Hollywood joins call for boycott of Brunei-owned hotels

The introduction of Shariah law in Brunei has prompted a boycott of the Sultan's iconic Beverly Hills Hotel in Hollywood.

The entrance to the Beverly Hills Hotel in Beverly Hills

The introduction of Sharia law in Brunei has prompted a boycott of the Sultan's Beverly Hills Hotel. (AAP)

Hollywood is responding to harsh new Islamic laws in the tiny nation of Brunei by boycotting the Beverly Hills Hotel.

The Motion Picture & Television Fund joined a growing list of organisations and individuals refusing to do business with hotels owned by the Sultan or government of Brunei.

They're protesting the country's new Shariah criminal law that calls for punishing adultery, abortions and same-sex relationships with flogging and stoning.

The Motion Picture & Television Fund says it won't hold its annual Night Before the Oscar party at the hotel as it has for many years.

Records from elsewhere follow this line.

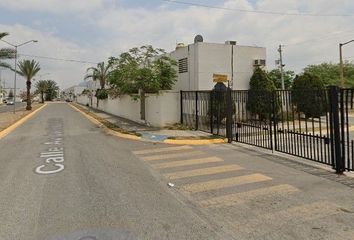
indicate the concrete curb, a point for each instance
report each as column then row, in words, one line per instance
column 133, row 137
column 193, row 141
column 19, row 122
column 107, row 130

"We cannot condone or tolerate these harsh and repressive laws and as a result support a business owned by the Sultan of Brunei or a Brunei sovereign fund associated with the government of Brunei," the fund's directors said in a statement.

Brunei's Sultan Hassanal Bolkiah, who owns the Beverly Hills Hotel, has praised his country's new laws as a "great achievement".

"The decision to implement the (Shariah penal code) is not for fun but is to obey Allah's command as written in the Koran," the Sultan said last week.

Brunei, a conservative country where alcohol is banned and Muslim courts already govern family affairs, began phasing in its version of Shariah that allows for penalties such as amputation for theft and stoning for adultery. Most of the punishments can be applied to non-Muslims, who account for about one-third of the 440,000 people in the oil-rich country.

The most severe punishments - flogging, amputation and stoning - are to be introduced over the next two years.

Others boycotting the Sultan's Dorchester Collection of hotels include Richard Branson's Virgin Group; the Hollywood Reporter, which traditionally holds a starry media breakfast at the Beverly Hills Hotel; and the Feminist Majority Foundation, which moved its annual Global Women's Rights Awards on Monday to the nearby Hammer Museum.

Branson tweeted over the weekend that no member of his staff would stay at any Dorchester Collection hotel "until the Sultan abides by basic human rights".

US television star Jay Leno on Monday joined a growing list of celebrities vowing to boycott a luxury hotel chain linked to Brunei's sultan.

Former late-night talk show host Leno, speaking at a small protest outside the Beverly Hills Hotel, said: "What is this, Berlin, 1933? This doesn't seem far off what happened in the Holocaust.

"Come on people, it's 2014. Evil flourishes when good people do nothing."